Un decennio più tardi, gettando via la carriera di ispettore in Birmania, ne spiegò le ragioni nel libro-documento La strada di Wigan Pier: «Avevo coscienza dell’immenso fardello di colpe che dovevo espiare. Suppongo che questo suoni esagerato; ma se faceste per cinque anni un lavoro che disapprovate totalmente, forse vi sentireste come me. Avevo ridotto tutto alla semplice teoria che gli oppressi hanno sempre ragione e gli oppressori sempre torto: teoria sbagliata, ma risultato naturale dell’essere uno degli oppressori. Sentivo di dover scappare non solo dall’imperialismo ma da qualunque forma di dominio dell’uomo sull’uomo. Volevo immergermi negli oppressi, essere uno di loro, al loro fianco contro i loro tiranni. Soprattutto, poiché avvertivo la necessità di riflettere a fondo in solitudine, ho portato il mio odio per l’oppressione molto, molto lontano».

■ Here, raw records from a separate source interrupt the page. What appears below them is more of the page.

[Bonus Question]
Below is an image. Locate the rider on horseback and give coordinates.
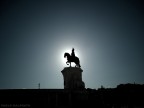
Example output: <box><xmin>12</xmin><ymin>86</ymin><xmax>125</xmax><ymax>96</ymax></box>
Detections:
<box><xmin>71</xmin><ymin>48</ymin><xmax>75</xmax><ymax>58</ymax></box>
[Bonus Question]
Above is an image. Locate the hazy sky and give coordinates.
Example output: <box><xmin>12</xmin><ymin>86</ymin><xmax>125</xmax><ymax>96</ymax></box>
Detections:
<box><xmin>0</xmin><ymin>0</ymin><xmax>144</xmax><ymax>89</ymax></box>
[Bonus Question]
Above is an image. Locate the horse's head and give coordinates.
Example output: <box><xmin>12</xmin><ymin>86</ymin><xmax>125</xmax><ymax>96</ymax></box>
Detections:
<box><xmin>64</xmin><ymin>53</ymin><xmax>70</xmax><ymax>58</ymax></box>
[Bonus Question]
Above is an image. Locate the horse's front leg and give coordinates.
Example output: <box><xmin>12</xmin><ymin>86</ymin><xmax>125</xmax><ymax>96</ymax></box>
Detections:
<box><xmin>66</xmin><ymin>61</ymin><xmax>69</xmax><ymax>65</ymax></box>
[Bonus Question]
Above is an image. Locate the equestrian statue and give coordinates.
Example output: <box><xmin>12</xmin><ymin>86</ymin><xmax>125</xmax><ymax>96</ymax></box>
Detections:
<box><xmin>64</xmin><ymin>48</ymin><xmax>81</xmax><ymax>67</ymax></box>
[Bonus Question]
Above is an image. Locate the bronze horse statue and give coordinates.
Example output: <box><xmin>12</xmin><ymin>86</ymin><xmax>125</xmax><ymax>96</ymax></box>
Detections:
<box><xmin>64</xmin><ymin>53</ymin><xmax>81</xmax><ymax>67</ymax></box>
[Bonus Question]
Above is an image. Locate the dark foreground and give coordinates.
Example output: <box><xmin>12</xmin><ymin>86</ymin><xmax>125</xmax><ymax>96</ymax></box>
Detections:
<box><xmin>0</xmin><ymin>84</ymin><xmax>144</xmax><ymax>108</ymax></box>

L’educazione privilegiata, ma assolutamente normale per la sua classe sociale - e che all’epoca Orwell sembrava gradire molto - divenne più tardi un modello di oppressione totalitaria e imperialistica. Orwell aveva un rancore astioso verso il sistema educativo privato britannico in cui era cresciuto da privilegiato e verso la sua vita di ispettore di polizia nell’impero britannico, che pure era palesemente diverso da tutti gli altri imperi del XX secolo, tant’è vero che tutti gli altri un Gandhi lo avrebbero ucciso. Questo rancore fu poi trasformato e riconosciuto come null’altro se non grezza esagerazione da quelli meno fortunati di Orwell, che sperimentarono nella realtà il fordismo tecnologico del controllo statale totale sulle popolazioni ridotte a topi di laboratorio.

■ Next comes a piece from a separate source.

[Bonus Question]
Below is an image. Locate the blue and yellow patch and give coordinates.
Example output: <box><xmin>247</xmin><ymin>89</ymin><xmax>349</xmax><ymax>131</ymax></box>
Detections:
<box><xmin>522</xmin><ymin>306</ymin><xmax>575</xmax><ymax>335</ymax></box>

Gli scritti di Orwell andavano al nocciolo dell’esperienza di chi viveva in uno Stato di polizia totalitario, in un eterno presente animalesco senza memoria, lingua o speranza. La fattoria degli animali è una fiaba che racconta di animali che agiscono come uomini. 1984 è un reportage su uomini che agiscono come animali. «La morale da trarre da questo incubo pericoloso - scrisse Orwell in 1984 - è una sola: ”Non permettere che accada. Dipende da te”».
«Il peccato di quasi tutte le persone di sinistra dal 1933 in avanti è che volevano essere anti-fascisti senza essere anti-totalitari», scrisse Arthur Koestler nel 1944. L’enigma finale di Orwell è che fu quasi solo lui, come risultato delle sue esperienze nella guerra civile spagnola, a vedere e raccontare nel suo Omaggio alla Catalogna come la tirannide fu contrastata da due gruppi distinti di persone: quelli che si opponevano in nome della libertà e quelli che combattevano con la speranza di sostituire la tirannide vecchia con una rivale, nella quale sarebbero stati loro a esercitare il potere. Grazie a Orwell, dal 1937 le linee di combattimento sono state tirate non tra destra e sinistra ma tra democrazia e totalitarismo.